O presidente tem até esta sexta-feira, 21, para assinar o Orçamento de 2022, mas a publicação no Diário Oficial da União não precisa necessariamente ser feita na mesma data. O valor dos vetos foi confirmado pelo secretário-executivo da Casa Civil da Presidência da República, Jônathas Castro, em podcast produzido pelo próprio governo.

Os cortes que serão feitos por Bolsonaro ficarão abaixo do valor inicialmente calculado pelo ministro Paulo Guedes, de R$ 9 bilhões. A decisão do tamanho do corte acabou ficando com a área política do governo, sob o comando do ministro da Casa Civil, Ciro Nogueira.

Emendas de relator

A tendência agora é que o restante que precisa ser recomposto seja remanejado ao longo do ano. Há uma margem com que os técnicos trabalham anualmente compostas por despesas liberadas a ministérios, mas que não são executadas.

O governo decidiu manter intactas as chamadas emendas de relator, base do orçamento secreto, em R$ 16,5 bilhões.

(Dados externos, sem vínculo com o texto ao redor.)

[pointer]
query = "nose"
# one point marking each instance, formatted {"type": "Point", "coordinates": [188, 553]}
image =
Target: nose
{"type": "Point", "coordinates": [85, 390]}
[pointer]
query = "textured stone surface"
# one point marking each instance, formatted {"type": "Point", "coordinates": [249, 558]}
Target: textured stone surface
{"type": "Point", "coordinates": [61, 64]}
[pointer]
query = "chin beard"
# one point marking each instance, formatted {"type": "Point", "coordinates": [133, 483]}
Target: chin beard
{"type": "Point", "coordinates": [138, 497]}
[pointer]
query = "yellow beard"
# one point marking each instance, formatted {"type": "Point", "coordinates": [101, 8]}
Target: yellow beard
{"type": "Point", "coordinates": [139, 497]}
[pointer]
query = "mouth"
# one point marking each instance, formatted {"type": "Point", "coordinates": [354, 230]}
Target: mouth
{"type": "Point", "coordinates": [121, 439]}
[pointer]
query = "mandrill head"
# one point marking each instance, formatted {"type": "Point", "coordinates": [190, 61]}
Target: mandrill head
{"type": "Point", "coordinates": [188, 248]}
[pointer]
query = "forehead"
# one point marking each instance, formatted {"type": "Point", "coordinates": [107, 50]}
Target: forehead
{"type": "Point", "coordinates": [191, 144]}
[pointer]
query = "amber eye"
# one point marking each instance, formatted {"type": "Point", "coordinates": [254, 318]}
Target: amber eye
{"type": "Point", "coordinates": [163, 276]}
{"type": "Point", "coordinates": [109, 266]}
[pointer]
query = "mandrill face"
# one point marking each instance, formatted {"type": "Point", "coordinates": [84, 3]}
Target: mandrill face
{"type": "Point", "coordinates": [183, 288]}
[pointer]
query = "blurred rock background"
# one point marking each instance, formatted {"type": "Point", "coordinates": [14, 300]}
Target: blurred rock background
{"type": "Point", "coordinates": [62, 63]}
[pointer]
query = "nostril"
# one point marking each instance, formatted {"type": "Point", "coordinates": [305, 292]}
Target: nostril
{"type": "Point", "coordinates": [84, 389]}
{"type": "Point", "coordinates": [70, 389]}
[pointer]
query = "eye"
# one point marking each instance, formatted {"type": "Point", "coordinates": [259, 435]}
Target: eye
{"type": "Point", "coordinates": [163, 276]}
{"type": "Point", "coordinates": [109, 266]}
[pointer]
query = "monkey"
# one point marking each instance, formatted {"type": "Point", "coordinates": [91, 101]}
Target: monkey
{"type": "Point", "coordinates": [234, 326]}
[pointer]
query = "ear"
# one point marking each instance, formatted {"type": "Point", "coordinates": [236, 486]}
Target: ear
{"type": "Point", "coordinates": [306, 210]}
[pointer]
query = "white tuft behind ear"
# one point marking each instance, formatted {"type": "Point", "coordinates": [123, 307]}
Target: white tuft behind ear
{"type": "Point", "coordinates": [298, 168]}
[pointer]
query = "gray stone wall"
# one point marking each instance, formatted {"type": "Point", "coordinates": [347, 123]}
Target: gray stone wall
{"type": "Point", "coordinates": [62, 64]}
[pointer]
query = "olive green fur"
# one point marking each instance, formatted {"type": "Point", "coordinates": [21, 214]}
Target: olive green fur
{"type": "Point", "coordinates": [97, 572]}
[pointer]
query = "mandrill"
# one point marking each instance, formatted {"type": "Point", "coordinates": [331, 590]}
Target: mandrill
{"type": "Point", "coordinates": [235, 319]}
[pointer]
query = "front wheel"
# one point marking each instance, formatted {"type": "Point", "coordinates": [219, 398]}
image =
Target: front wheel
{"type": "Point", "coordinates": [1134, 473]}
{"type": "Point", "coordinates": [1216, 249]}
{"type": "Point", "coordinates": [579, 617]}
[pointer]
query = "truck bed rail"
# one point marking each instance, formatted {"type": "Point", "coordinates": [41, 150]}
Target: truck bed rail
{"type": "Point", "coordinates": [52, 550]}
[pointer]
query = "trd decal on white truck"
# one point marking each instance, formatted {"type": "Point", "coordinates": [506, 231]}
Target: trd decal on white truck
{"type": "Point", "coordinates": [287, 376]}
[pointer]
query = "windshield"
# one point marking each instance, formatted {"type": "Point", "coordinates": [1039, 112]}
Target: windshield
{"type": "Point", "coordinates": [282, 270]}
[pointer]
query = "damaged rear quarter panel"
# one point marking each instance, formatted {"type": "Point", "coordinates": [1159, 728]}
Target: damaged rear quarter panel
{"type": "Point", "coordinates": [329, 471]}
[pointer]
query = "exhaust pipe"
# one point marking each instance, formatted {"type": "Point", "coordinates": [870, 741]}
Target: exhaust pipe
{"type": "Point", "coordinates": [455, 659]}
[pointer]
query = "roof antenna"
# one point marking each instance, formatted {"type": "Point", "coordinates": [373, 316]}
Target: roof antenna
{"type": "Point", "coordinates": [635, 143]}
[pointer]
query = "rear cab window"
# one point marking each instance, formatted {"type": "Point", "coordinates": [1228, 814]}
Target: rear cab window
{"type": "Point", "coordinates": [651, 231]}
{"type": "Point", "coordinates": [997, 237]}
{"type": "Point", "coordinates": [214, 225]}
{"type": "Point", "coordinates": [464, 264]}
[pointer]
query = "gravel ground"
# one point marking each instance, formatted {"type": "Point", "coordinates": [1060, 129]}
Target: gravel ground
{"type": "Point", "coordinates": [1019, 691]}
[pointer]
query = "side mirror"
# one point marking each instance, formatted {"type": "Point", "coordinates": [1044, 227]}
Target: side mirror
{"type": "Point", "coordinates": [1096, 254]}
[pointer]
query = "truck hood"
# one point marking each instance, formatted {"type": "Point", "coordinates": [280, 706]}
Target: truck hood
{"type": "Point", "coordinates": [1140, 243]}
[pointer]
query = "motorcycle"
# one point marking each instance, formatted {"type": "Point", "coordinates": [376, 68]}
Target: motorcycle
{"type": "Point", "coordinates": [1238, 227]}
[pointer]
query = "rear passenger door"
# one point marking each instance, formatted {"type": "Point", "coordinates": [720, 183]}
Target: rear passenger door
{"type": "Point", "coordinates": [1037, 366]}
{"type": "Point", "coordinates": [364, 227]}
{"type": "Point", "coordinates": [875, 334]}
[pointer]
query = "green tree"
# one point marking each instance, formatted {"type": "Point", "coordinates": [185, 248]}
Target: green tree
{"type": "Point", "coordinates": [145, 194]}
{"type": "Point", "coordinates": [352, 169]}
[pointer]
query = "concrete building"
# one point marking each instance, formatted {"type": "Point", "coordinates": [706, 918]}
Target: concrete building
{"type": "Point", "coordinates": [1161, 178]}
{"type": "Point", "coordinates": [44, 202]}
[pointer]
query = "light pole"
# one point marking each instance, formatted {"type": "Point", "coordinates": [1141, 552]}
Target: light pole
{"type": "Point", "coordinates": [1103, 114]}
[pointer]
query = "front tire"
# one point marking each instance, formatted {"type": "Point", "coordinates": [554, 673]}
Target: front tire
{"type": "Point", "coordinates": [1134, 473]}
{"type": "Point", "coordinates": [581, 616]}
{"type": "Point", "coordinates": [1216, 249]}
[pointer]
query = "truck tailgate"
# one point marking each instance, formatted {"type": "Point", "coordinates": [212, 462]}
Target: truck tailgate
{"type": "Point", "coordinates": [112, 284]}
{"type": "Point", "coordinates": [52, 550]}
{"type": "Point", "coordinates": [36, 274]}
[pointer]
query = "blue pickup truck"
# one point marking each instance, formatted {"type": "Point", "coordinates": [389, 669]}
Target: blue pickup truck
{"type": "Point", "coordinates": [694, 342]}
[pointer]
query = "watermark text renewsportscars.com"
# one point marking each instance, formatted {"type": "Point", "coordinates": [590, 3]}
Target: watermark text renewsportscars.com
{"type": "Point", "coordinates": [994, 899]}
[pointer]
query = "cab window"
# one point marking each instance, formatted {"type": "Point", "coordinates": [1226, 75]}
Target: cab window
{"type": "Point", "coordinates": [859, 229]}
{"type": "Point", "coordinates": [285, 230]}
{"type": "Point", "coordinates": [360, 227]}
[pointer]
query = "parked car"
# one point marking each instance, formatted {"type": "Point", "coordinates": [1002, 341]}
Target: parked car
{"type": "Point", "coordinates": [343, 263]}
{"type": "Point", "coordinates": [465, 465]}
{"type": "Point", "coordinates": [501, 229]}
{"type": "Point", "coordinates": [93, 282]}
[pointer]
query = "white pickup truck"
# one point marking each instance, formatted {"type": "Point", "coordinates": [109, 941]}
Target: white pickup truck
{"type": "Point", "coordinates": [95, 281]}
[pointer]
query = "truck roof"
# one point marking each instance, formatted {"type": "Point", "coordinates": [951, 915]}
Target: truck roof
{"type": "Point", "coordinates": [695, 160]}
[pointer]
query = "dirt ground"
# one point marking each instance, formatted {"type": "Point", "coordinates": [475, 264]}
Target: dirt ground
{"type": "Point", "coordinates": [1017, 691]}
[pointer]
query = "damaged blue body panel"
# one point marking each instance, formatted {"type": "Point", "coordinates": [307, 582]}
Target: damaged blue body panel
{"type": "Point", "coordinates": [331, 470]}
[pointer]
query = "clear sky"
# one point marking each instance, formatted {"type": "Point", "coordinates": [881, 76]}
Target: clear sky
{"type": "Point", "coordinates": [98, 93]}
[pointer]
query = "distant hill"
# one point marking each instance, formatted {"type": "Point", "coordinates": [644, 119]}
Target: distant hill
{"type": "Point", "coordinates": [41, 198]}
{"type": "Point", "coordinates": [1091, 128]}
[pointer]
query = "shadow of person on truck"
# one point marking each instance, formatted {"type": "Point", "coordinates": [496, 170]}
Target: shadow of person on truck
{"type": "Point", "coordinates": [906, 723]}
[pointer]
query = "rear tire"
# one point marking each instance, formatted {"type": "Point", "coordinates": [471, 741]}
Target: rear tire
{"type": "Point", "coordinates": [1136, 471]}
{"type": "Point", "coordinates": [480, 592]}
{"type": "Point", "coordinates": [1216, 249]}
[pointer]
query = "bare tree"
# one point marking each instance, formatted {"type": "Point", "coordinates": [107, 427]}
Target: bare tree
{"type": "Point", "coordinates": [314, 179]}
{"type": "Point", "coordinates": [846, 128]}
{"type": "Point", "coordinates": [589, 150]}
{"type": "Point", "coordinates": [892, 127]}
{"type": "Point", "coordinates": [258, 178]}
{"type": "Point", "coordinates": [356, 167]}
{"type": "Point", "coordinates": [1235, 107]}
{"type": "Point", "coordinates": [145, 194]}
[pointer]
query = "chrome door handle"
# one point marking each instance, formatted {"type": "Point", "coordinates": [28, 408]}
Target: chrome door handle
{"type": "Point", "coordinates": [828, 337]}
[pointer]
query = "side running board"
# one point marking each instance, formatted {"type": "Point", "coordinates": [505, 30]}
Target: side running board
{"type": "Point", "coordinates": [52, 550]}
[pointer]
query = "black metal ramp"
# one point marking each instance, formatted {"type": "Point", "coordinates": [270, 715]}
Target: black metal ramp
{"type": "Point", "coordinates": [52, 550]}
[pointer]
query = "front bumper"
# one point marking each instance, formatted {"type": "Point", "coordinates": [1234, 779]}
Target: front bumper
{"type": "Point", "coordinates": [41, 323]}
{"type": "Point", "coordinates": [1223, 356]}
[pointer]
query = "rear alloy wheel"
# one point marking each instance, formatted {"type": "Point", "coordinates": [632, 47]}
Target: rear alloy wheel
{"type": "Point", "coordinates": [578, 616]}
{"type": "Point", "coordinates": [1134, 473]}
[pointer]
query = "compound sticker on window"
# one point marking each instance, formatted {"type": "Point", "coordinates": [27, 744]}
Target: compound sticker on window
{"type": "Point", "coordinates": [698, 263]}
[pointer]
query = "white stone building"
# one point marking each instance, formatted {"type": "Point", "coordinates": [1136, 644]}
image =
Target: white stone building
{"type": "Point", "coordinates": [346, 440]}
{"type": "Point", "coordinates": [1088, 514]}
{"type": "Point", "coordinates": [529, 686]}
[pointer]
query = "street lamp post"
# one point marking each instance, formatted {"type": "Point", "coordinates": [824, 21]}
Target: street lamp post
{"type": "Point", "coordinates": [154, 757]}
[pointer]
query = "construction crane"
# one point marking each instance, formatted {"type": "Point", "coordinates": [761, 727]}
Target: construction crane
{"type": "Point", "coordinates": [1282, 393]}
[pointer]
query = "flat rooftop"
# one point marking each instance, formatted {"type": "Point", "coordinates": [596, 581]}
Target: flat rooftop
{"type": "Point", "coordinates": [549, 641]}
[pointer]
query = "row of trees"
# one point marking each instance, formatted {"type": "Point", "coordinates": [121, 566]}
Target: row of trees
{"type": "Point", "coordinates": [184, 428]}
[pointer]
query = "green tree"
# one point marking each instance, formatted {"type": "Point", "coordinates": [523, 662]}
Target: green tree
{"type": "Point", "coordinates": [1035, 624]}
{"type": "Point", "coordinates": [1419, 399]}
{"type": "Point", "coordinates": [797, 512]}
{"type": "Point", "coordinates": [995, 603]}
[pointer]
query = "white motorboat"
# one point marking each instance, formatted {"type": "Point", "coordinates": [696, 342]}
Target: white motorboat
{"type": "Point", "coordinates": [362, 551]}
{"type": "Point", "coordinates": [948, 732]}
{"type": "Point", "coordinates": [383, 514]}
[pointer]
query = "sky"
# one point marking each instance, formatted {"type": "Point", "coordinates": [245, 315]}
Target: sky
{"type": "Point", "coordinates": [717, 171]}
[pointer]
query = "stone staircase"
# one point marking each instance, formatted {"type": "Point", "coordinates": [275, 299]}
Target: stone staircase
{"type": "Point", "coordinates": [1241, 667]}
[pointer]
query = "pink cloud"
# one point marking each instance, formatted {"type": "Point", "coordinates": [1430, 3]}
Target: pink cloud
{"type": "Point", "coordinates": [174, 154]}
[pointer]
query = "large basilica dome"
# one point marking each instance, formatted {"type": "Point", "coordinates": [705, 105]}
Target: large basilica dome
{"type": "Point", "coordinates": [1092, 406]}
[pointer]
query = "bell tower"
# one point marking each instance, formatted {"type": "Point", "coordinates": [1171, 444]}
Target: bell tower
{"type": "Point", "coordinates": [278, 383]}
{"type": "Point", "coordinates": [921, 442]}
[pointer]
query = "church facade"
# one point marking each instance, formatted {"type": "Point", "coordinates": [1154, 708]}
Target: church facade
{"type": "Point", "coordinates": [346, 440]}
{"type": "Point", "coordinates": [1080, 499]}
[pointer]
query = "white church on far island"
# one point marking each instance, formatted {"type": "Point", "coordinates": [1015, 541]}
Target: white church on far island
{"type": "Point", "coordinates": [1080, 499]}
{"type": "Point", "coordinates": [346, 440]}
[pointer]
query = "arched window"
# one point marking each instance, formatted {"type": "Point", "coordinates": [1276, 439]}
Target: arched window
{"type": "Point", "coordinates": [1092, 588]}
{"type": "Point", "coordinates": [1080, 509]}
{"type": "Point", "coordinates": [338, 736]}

São recursos destinados a aliados do governo irrigarem suas bases eleitorais em ano de eleição com obras e serviços.

O corte de R$ 3,1 bilhões será feito nas emendas de comissões do Congresso — que não são obrigatórias — e de gastos de ministérios. O presidente deve manter uma reserva de R$ 1,9 bilhão para conceder reajuste para servidores. A destinação desse valor ainda não foi oficializada, mas Bolsonaro já disse diversas vezes que quer dar aumentos para as forças de segurança federais, o que desencadeou a pressão das outras categorias por reajustes.

Além disso, deve ser mantido o fundo eleitoral de R$ 4,9 bilhões, com a possibilidade desse valor subir para R$ 5,7 bilhões — conforme cálculo previsto pela Lei de Diretrizes Orçamentárias de 2022, que leva em conta o orçamento da Justiça Eleitoral.

A Economia havia pedido um corte maior, de R$ 9 bilhões, que considerava o aumento no fundo eleitoral (de R$ 800 milhões) e no custeio da própria máquina do ministério (R$ 5 bilhões). A decisão, porém, foi pelo corte menor. O temor da área política foi de desgaste com o Congresso com o corte sobre as emendas.